As organizations continue to evolve their information strategy and find innovation opportunities, many seek to generate value through data monetization. Today, an increasing number of companies are actively seeking ways to monetize their data both internally and externally. Although still nascent in some industries, data monetization is already prevalent in certain sectors, including utility and energy, financial services, and high-tech. In fact, according to the March 2017 Forrester blog post, Insights Services Drive Data Commercialization, by Principal Analyst Jennifer Belissent, Ph.D., “the technology industry is at the vanguard of data commercialization.”
While data monetization at its core is tied to a tangible financial value, it does not always translate to a commercial product. In our experience, companies monetize their data in one of four ways:
- Creating Data Products or Services: There are many examples in this area, including creating subscription-based analytics products with the data collected from IoT devices to provide consumers with trends, patterns, and insights about their usage. This strategy creates a subscription-based revenue stream, while the physical good itself is often a one-time purchase.
Other examples in this category include enriching upstream manufacturing data for sales into downstream part distributors or building an information services and consulting business in data intensive sectors, such as healthcare, accounting and tax services, or marketing services.
- Establish New Partnerships by Sharing Data: With this strategy, monetization is not a direct outcome, but a means to an end: a way to build partnerships and expand market share.

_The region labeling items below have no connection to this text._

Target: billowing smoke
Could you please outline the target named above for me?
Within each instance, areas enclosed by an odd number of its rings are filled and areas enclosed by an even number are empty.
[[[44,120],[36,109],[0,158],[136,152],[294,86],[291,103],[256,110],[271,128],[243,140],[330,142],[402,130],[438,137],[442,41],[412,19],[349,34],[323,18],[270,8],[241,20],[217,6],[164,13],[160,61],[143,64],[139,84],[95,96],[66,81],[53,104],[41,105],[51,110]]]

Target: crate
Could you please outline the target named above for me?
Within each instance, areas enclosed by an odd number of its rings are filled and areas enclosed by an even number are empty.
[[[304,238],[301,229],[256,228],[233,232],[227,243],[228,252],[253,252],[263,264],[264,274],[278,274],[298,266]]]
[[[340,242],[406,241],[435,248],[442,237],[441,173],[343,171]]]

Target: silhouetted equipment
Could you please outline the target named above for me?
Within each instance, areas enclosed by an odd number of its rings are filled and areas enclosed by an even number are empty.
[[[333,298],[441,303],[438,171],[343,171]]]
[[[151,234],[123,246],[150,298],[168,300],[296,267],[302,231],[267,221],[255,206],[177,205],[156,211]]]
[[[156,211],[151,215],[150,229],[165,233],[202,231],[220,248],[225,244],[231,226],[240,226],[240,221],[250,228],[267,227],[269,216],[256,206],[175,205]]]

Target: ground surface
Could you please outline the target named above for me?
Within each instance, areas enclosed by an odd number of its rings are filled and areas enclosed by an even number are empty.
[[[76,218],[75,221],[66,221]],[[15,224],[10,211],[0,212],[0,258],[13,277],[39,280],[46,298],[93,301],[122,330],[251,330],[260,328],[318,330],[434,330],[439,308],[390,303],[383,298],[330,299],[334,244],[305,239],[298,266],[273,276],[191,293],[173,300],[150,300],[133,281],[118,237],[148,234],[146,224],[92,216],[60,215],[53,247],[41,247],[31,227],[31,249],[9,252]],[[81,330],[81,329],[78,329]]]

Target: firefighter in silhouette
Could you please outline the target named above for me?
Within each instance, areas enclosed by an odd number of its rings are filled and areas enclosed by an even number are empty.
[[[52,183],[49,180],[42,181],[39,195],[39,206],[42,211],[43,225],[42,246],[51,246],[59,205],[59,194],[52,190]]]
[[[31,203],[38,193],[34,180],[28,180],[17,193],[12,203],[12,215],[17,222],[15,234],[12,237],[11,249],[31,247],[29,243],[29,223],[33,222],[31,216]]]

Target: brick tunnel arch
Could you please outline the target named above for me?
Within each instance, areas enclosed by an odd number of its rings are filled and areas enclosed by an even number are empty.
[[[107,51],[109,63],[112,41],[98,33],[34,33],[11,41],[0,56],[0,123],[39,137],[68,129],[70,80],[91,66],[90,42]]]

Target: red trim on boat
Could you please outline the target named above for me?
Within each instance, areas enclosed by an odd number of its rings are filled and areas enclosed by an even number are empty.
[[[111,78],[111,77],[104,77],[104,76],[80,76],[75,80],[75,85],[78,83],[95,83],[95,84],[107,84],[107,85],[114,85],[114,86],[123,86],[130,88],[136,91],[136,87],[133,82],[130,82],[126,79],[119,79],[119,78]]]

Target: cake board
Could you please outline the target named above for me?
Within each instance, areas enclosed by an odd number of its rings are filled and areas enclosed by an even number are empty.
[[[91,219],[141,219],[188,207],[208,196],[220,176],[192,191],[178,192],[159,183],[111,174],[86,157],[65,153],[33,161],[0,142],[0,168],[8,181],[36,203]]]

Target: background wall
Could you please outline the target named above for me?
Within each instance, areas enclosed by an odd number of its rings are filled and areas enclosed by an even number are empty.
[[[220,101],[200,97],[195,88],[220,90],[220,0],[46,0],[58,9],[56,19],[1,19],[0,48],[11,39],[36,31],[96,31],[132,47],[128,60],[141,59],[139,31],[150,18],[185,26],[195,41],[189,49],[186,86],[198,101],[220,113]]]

Examples include banking services that share anonymized customer segment analysis with their retail partners, or supply chain operators sharing data with retailers to optimize shipping logistics and improve customer satisfaction.
- Optimize Business Processes to Save Costs: Using data can immensely impact the way an organization runs its business processes. For example, by knowing the types of customers that respond well to a certain product, companies can improve their marketing spend and sales strategy and reduce the time and resources needed to win new customers.
In the internet of “industrial” things, monitoring device data has replaced reactive services giving organizations the ability to be preventive as opposed to reactionary. For instance, many are using real-time product performance data to predict failures and create preventative maintenance strategies that avoid down-time and are often cheaper than dealing with issues after the fact.
- Enable Better Decision Making that Uplifts Revenue: Contrary to the previous point where data monetization is aimed at cost savings, this strategy is about leveraging insights from customer usage data to enable product enhancements. For software or sensor-based systems, Machine Learning can glean insights from customer interactions to help identify usability improvements as well as new ideas for innovation and product development.
Other examples in this category include using data to better understand customer propensity to buy or create product recommendations to increase share of wallet.
While creating a data product can be the most lucrative option of the four, it is important to realize that a new data product, just like any other product, requires a full spectrum of support and services. These include continuous innovation and development, customer service, licensing, entitlements, marketing, sales, operations, resources, and staffing.
Companies who have successfully created data products are those that have done this methodically and in a phased approach. Perhaps McKinsey’s recommendation sums it up best when they advise organizations to:
“Focus on yourself first,” stating that it is “nearly impossible for a company to succeed at creating externally focused data-based businesses while still struggling to get clean, consistent data that are shared internally across the organization. Before companies start down the path of monetization, they should take the time to shore up their data foundations, which will help them build the business case and technical platform they need to monetize data effectively.”
This is an intuitive, but important, first step for those seeking to capitalize on data monetization opportunities. However, the real challenge is turning raw data into information. This is because data, whether from clients’ system of records, internal, external or public sources, is often disparate, comes in different formats, and is frequently complex and inconsistent. Unfortunately, conventional techniques, such as manual manipulation through Excel or SQL are usually time-consuming, error-prone, and often require additional headcount to get the job done. Nevertheless, it’s clear that the quicker companies automate the collection and validation of data, the sooner they can get to revenue.
As shown in the case studies collected in the e-book How 5 Companies Monetize Their Data Assets Using Self-Service Data Prep, businesses are using Self-Service Data Prep to accelerate their manual data prep processes, maximize the productivity of their internal resources, and enable the monetization of their data assets.
In fact, Self-Service Data Prep technology allows data-to-information process to take place in the line of business where most of the knowledge about data, its context and understanding resides. This enables organizations to turn data into monetizable information assets – rapidly and seamlessly.